Lately, there are some people on social media who are going around referring to Khizr Khan, the founder of the Sayyid (or Syed) dynasty of Delhi, as a Bhatti Rajput of Punjab. This stems from a distorted reading of a passage from Tarikh-i-Mubarakshahi.
Khizr Khan never bore the title Malik Mardan. It was his adoptive grandfather, Malik Mardan Daulat, who originally came from Herat. At one point, the author of Tarikh-i-Mubarakshahi — a courtier serving a Sayyid sultan, the son of Khizr Khan — rebukes those slaves who deserted Khizr Khan and joined Sarang Khan. The author, in a typical style of a court historian, is indignant that slaves would forsake an owner of manliness (مردان) like Khizr Khan.
Tabaqat-i-Akbari (and the sources that in turn relied on Tabaqat-i-Akbari) distorted the تہی of Farsi into بہتی (Bhatti). Thus, “Malik Mardan Bhatti” came into being. This is, of course, a misreading of the Tarikh-i-Mubarakshahi by the author of Tabaqat-i-Akbari (who relied on it for the history of the Sayyid dynasty). Yahya bin Ahmad Sirhindi, the author of Tarikh-i-Mubarakshahi, strongly insists that Khizr Khan was a Syed. So it does not make sense for him to blurt out a Bhatti identity for him out of the blue. It is also not some Bhatti chieftain in the service of Khizr Khan; as already pointed out, it is simply a miswriting of the text of Tarikh-i-Mubarak Shahi.

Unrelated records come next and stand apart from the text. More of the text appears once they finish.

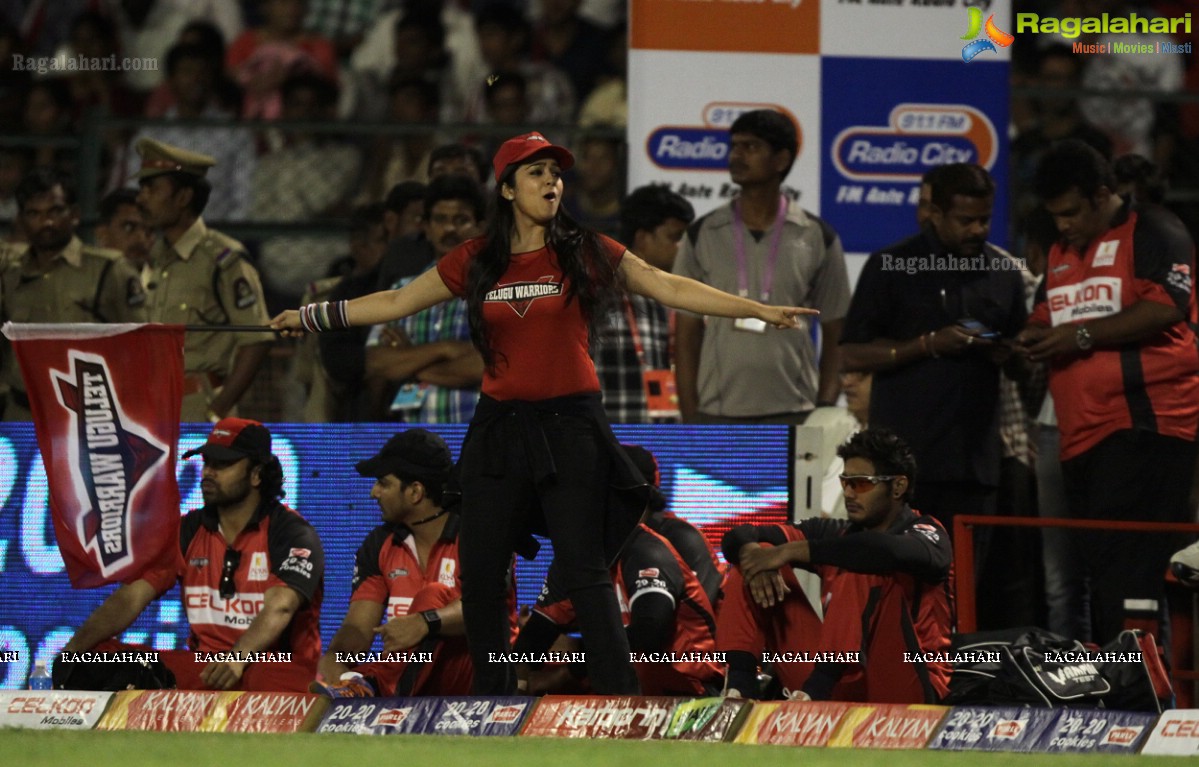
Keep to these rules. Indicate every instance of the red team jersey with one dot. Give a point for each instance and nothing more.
(387, 571)
(650, 565)
(277, 548)
(525, 314)
(1152, 385)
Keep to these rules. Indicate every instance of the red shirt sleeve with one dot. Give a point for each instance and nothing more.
(455, 266)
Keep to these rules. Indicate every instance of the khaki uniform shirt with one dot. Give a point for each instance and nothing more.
(83, 284)
(206, 278)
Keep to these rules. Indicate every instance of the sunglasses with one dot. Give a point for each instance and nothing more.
(862, 483)
(228, 587)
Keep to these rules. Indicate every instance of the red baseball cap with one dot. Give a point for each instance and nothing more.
(233, 439)
(522, 148)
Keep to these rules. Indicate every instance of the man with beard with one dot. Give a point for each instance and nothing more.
(56, 278)
(932, 318)
(407, 577)
(122, 228)
(429, 355)
(251, 572)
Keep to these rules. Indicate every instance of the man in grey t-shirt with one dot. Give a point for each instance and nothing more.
(765, 247)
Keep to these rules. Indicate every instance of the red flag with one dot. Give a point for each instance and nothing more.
(106, 403)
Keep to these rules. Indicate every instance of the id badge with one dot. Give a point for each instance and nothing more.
(409, 398)
(661, 393)
(751, 325)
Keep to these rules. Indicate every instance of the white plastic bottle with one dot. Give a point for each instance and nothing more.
(40, 680)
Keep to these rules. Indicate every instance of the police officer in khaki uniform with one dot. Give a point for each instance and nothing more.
(199, 277)
(56, 278)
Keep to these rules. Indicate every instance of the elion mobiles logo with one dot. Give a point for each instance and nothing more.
(995, 36)
(110, 457)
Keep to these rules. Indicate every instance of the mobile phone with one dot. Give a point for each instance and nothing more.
(977, 328)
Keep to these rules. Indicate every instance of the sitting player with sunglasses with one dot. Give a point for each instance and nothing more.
(872, 623)
(251, 572)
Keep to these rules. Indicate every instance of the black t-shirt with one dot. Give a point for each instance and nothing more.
(946, 409)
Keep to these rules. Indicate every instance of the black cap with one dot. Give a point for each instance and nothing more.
(413, 453)
(233, 439)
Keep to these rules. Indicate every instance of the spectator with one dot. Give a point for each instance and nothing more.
(202, 277)
(742, 372)
(209, 37)
(413, 102)
(48, 115)
(428, 356)
(607, 104)
(149, 29)
(242, 548)
(571, 43)
(596, 198)
(504, 40)
(326, 399)
(58, 278)
(122, 228)
(886, 584)
(937, 380)
(432, 40)
(261, 59)
(192, 78)
(1124, 372)
(307, 177)
(407, 574)
(633, 349)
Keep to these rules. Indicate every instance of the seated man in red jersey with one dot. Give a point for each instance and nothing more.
(251, 571)
(884, 607)
(405, 577)
(668, 617)
(686, 539)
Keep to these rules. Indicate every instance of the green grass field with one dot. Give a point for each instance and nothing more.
(34, 748)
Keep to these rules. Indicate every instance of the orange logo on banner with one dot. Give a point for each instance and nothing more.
(787, 26)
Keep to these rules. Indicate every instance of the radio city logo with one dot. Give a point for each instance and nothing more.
(995, 36)
(916, 138)
(110, 458)
(706, 146)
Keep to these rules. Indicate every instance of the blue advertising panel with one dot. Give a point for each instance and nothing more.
(986, 729)
(1080, 730)
(714, 476)
(890, 124)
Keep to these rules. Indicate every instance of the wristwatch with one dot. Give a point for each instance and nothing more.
(1083, 338)
(433, 621)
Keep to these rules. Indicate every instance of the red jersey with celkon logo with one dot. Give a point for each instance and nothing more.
(541, 343)
(1151, 385)
(277, 548)
(387, 571)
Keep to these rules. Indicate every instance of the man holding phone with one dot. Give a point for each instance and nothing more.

This correction was highlighted by the reputed Indian historian H. S. Hodivala 86 years ago, as well as by several others.
The Afghan Identity Attributed to Khizr Khan
The only other identity that has been ascribed to Khizr Khan—apart from the Sayyid identity given in the Tarikh-i-Mubarakshahi—is the Afghan (Pashtun) identity mentioned by the author of Muntakhab al-Lubab, who writes:
“He, Khizr Khan, was by origin and by the names of his ancestors an Afghan, as is apparent from the title Malik; but after he came to the throne of Delhi, the historians of his reign, upon very weak proofs, applied to him in a loose way the title of Saiyid.”
— Muntakhab al-Lubab, in Elliot and Dowson, Vol. VII, p. 405
It is not unreasonable to assume that Khizr Khan’s ancestors may have migrated from Pakhtunkhwa to India. More than a dozen major Pashtun tribes and several dozen smaller clans claim Sayyid descent while also identifying as Afghan (Pashtun). The most notable among them are the Dilazak, a Pashtun tribe that once inhabited the vast region stretching from Ningrahar to Hasan Abdal and from Bajaur to Peshawar–Nowshera.